Many marketers consider press releases to be one-size-fits-all proposition. Fortunately, smart publicity insiders know that such description is wrong. It is well-known that a press release should contain a 'hook', be written in an interesting and active manner and so on. But it has another side, which is often missed - you have to write proper press releases. Such thing as a 'one-size-fits-all' release does not exist because different occasions require different releases.
The News Release
Some PR practitioners are sure that 'news release' and 'press release' are interchangeable. Others use the term 'news releases' to describe the releases that carry actual news. Powerful, hard-hitting news releases are written about some occasions that occurred to the company, for example, a merge or winning some kind of award. Such news releases should be written in journalistic style (with the 3rd person language, no hyperbola and includes "what, where, why, why, when and how") with the usage of the 'inverted pyramid' (the most important information at the top).

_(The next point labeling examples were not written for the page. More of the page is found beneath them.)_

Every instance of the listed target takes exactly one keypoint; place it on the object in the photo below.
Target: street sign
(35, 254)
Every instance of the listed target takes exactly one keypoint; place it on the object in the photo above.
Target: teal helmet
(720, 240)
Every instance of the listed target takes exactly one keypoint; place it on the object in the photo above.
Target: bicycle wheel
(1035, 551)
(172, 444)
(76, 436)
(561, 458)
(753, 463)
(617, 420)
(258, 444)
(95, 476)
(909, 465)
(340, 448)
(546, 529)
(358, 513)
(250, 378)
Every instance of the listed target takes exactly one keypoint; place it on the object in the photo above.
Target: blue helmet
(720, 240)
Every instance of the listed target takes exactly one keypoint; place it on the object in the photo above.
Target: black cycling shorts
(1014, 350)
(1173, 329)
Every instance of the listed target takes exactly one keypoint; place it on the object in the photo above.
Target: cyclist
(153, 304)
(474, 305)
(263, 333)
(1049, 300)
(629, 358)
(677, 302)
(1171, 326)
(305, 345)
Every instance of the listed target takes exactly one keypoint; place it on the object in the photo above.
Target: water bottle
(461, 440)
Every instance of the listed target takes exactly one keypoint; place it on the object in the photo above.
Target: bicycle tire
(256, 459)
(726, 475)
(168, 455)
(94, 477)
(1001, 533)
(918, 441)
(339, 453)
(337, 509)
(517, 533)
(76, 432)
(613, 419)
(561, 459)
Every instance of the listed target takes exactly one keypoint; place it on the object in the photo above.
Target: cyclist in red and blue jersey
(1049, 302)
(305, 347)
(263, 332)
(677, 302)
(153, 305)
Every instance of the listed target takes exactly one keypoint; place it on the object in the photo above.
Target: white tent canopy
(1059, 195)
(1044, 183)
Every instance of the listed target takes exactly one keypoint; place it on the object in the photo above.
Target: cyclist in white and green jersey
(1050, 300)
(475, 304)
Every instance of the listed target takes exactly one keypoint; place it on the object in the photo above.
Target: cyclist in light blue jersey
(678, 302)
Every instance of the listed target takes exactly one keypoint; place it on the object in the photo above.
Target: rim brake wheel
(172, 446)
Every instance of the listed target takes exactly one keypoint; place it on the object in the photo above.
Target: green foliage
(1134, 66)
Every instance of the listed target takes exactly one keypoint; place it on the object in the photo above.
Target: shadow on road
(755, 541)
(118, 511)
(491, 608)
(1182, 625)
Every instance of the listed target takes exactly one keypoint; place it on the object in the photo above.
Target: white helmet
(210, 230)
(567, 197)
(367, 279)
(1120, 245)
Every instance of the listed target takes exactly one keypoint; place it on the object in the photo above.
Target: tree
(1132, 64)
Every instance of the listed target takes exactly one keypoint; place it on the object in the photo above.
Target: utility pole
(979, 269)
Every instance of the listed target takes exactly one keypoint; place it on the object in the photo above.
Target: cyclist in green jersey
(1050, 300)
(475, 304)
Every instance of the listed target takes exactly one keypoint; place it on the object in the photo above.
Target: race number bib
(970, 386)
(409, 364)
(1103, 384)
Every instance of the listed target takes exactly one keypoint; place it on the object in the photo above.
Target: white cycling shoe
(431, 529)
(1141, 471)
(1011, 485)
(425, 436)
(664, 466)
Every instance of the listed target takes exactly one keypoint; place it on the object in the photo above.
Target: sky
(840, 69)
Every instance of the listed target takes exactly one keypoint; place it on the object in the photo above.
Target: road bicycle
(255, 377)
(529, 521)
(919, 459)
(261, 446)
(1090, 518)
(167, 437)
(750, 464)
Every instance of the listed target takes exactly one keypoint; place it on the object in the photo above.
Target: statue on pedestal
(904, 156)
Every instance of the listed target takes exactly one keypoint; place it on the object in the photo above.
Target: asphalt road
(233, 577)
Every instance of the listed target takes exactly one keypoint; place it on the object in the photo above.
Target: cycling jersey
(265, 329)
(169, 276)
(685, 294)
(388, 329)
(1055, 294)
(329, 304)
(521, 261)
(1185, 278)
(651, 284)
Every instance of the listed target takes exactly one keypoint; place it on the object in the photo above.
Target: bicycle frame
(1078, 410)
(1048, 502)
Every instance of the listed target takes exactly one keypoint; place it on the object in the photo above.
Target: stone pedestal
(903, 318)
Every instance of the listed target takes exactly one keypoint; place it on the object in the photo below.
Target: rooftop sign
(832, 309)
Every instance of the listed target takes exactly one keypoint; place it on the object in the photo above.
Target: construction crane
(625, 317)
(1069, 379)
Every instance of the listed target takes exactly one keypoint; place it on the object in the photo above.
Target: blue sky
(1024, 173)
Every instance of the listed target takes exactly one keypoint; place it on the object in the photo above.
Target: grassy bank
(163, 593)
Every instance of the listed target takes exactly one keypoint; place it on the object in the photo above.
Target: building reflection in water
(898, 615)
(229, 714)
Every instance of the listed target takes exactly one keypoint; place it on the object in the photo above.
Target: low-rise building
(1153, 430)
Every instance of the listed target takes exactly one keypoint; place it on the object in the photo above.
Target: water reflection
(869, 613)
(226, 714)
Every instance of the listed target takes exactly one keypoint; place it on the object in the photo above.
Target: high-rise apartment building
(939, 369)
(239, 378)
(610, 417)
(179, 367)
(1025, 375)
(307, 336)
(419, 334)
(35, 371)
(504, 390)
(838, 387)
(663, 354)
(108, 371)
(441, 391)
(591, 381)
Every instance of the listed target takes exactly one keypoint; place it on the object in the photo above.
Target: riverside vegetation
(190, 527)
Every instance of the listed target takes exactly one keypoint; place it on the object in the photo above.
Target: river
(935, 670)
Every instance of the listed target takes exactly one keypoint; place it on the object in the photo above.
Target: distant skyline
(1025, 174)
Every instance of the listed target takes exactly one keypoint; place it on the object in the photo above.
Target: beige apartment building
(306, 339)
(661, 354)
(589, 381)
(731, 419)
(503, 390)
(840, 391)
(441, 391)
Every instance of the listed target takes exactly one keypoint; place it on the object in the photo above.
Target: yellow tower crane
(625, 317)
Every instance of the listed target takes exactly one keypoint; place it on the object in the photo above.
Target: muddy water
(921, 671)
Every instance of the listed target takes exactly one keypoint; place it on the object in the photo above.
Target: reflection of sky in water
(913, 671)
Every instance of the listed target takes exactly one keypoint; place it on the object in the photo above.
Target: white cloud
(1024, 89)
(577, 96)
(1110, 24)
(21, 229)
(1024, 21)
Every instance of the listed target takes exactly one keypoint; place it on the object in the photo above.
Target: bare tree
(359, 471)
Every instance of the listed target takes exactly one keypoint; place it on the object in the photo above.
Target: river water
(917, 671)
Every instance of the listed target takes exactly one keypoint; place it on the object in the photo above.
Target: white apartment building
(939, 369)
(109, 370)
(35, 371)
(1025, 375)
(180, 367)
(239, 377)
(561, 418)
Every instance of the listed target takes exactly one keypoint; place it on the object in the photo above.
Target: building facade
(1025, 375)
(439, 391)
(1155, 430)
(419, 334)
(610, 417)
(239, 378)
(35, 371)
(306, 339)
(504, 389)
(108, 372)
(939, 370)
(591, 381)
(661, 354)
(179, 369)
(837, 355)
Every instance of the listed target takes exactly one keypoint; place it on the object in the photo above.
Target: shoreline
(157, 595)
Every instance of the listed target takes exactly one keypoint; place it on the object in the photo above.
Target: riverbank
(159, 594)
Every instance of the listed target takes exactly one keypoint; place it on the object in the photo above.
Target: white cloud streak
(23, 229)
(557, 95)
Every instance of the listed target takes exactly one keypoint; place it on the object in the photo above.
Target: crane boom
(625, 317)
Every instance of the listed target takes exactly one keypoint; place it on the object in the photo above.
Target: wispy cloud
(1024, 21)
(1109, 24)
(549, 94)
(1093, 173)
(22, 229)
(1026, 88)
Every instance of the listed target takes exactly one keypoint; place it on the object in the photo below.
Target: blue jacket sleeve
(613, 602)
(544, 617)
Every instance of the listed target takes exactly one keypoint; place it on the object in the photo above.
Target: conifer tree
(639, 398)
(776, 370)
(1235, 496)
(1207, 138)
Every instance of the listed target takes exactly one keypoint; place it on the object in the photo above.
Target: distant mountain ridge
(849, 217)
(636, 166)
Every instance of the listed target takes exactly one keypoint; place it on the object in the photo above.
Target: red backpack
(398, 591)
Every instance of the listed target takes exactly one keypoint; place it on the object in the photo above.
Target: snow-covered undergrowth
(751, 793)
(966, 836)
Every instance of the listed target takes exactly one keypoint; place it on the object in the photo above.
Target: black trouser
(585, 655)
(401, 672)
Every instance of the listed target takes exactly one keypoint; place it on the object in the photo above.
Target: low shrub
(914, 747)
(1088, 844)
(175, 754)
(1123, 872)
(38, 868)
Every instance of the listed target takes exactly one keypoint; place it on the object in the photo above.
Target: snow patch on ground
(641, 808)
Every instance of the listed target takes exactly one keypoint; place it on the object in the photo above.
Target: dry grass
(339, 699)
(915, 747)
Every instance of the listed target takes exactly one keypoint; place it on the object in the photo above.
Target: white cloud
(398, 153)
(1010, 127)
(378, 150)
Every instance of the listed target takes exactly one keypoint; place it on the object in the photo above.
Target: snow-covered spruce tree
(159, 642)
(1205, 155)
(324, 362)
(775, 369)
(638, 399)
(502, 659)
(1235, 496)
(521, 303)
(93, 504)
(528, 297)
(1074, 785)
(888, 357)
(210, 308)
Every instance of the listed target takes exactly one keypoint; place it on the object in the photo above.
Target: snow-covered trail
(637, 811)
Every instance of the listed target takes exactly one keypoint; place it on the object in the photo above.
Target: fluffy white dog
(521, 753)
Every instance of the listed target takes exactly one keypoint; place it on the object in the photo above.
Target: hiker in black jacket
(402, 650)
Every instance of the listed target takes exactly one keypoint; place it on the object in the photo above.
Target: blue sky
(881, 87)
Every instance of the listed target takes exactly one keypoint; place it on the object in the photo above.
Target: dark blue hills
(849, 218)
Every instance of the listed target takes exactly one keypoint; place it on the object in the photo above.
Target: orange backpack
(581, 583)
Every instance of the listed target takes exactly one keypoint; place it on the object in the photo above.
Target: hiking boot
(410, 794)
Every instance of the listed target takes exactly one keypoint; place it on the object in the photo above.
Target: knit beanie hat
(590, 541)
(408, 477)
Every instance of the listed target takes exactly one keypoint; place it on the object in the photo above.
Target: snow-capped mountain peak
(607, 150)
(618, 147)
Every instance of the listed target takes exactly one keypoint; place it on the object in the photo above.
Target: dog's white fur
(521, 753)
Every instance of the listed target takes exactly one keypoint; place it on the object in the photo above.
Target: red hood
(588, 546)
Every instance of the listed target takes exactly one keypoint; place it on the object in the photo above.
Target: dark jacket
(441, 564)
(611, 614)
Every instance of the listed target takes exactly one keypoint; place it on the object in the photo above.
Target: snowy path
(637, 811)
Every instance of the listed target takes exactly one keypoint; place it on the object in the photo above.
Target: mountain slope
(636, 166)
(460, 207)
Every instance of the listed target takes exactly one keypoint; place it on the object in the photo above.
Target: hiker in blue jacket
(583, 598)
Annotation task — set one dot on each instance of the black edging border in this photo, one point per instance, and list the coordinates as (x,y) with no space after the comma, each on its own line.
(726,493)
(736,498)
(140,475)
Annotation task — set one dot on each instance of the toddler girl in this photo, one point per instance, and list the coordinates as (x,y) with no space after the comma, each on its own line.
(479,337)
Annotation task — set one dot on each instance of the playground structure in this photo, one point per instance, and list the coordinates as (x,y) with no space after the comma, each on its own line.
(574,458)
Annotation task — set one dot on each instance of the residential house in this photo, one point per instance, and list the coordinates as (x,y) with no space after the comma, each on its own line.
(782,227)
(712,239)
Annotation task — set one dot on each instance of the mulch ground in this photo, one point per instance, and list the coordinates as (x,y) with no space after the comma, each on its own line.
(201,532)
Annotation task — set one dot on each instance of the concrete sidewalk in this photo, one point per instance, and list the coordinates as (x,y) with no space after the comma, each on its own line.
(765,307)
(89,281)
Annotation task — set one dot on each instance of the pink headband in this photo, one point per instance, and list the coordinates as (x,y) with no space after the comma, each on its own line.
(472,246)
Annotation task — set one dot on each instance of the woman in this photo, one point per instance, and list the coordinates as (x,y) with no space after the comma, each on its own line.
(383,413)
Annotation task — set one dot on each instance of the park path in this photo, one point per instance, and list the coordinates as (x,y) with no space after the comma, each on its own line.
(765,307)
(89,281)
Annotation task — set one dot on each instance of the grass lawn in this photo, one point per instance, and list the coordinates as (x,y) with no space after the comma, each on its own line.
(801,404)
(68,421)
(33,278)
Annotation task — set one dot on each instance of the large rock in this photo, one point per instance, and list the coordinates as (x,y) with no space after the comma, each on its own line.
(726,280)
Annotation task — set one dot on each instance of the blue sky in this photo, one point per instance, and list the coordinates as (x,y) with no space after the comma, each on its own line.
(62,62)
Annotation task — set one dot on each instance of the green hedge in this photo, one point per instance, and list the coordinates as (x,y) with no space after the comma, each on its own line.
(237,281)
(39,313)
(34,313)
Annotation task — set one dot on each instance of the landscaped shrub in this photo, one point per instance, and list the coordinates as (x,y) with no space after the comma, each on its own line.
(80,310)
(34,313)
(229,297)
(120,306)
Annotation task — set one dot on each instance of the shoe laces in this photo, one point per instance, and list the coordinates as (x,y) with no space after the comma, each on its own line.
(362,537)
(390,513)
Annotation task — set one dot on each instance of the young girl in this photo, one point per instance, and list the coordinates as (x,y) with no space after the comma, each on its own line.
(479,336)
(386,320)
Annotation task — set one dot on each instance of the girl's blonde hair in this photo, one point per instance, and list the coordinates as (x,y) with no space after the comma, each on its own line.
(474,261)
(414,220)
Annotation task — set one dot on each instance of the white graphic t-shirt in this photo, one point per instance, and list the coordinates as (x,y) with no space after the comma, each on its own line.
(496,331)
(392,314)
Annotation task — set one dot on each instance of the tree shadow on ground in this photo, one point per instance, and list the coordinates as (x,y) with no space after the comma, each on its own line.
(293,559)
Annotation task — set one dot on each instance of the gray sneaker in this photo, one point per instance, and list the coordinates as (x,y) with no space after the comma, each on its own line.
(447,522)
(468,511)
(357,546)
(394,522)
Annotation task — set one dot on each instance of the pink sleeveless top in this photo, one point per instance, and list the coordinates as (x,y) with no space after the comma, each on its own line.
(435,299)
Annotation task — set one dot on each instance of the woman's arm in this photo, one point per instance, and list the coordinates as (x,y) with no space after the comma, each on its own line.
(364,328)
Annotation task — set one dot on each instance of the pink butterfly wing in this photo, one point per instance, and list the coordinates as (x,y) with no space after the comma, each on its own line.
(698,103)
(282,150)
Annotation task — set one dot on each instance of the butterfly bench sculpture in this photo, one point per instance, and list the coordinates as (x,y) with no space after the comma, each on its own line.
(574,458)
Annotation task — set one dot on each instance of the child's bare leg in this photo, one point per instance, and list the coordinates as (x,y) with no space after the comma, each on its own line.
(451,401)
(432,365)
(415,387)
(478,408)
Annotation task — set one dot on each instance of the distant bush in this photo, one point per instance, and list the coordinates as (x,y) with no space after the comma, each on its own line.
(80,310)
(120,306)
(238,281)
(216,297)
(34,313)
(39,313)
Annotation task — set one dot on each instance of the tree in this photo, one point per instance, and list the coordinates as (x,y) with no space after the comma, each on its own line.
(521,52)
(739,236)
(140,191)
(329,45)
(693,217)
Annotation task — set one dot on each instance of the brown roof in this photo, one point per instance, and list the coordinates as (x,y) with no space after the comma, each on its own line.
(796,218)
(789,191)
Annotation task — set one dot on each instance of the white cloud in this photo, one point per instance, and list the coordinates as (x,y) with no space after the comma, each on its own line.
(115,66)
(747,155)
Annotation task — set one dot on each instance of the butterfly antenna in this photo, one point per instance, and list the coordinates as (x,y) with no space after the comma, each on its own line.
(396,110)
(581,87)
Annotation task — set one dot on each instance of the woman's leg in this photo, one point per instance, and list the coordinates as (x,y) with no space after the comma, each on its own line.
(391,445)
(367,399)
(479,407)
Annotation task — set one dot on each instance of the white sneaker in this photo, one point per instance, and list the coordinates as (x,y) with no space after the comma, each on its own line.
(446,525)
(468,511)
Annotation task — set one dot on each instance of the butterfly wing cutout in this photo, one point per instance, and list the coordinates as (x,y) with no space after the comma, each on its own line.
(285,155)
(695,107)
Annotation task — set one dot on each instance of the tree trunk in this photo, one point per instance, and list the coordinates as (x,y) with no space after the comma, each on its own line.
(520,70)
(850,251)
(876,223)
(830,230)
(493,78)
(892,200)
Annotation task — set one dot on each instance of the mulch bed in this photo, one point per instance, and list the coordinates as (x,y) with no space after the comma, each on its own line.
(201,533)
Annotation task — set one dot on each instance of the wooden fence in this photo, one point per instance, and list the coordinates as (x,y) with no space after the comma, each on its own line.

Executive Appointment Release
Most brief releases that tell that someone new is hired or promoted, find themselves on page 10, in the column like 'People on the Move'. In order to generate real publicity smart PR practitioners use the executive appointment release. They do not simply announce about hiring or promoting somebody, they explain why the company has done that. For example, "Jane Smith has been hired as the company's new director of sales" does not sound as interesting and newsworthy as "Jane Smith has been hired as the company's new director of sales because she came from a major online retailer and is planning to overhaul the sales system to compare with the state-of-the-art systems..." The structure of a traditional press release is also used here.
The Media Alert
Media alerts are delusively easy. It is in fact a note from a company to TV, radio, newspaper editors who decide whether to cover a certain part of news event. The aim of a media alert is to tell journalists (very promptly) about the event, how it should be covered and why the media needs to cover it at all. The structure of media alerts is the same as that of a standard press release: a headline, a body, and a contact information. The whole document should be built with a few paragraphs which begin with what and followed with a short description (for example, Cookie Fest 2000, a celebration of sweet-tooth), next paragraph when and then where. And then goes the key paragraph that will explain why this Cookie Fest should be covered. For example, "the event will be a visual fest with lots of new inventions, colours, active and exotic."